Create new merge request without worrying about branches
Background
Right now I can easily create a merge request from within an issue by clicking the Create merge request button. GitLab abstracts away the messiness of branches. And I can start work right away and collaborate with other team members.
Just now I wanted to do that, but without having to worry about even creating an issue. I wanted to start a merge request in the www-gitlab-com project to work on a new blog post. I didn't have a lot of ideas about content yet. But I knew who I wanted to pull in, and just start a discussion. I didn't want to waste time with creating a separate issue. So I just wanted to create a merge request to start. But I was stuck with first creating a branch. GitLab should do that for me. (And this is the mr I created after creating the branch: gitlab-com/www-gitlab-com!17409 (merged).)
I think other uses of this would be when updating the handbook. Often times people want to make a process change in GitLab in whatever department. They create an issue to discuss this and use a lot of time going back and forth. Instead, a better process is to start discussion in a merge request right away. This puts focus on at least committing to a handbook change (because the mr would likely be in the www-gitlab-com project, and it becomes a forcing function to help people focus on the handbook, because we are handbook first.)
Proposal
There should be a flow where I can start a new merge request without caring about branching. I can see two possibilities:
- A merge request that doesn't even require a source branch at all. I think this would be a bigger change, and maybe not the smallest MVC change.
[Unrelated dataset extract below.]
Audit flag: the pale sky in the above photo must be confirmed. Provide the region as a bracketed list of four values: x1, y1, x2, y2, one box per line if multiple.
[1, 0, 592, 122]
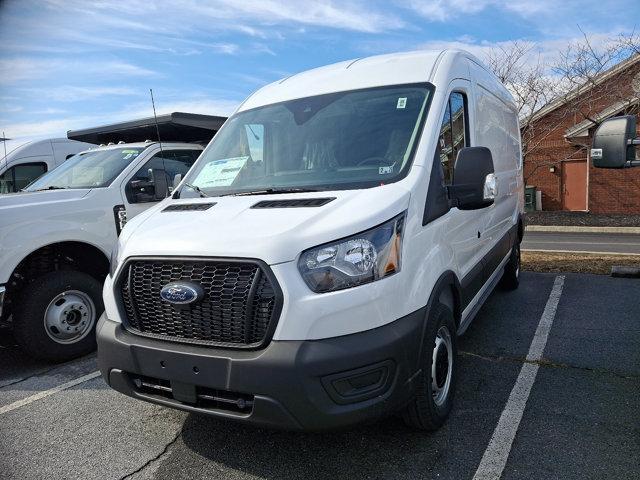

- A flow where I create a merge request and just specify the merge request title. And then when I hit submit, GitLab creates the branch for me automatically, based on the merge request title.
- Currently when I create a new merge request, GitLab forces me to pick a source branch in the first step. Perhaps GitLab can make it super easy at that step to create a new source branch automatically. This wouldn't be as easy, but it could be a smaller MVC.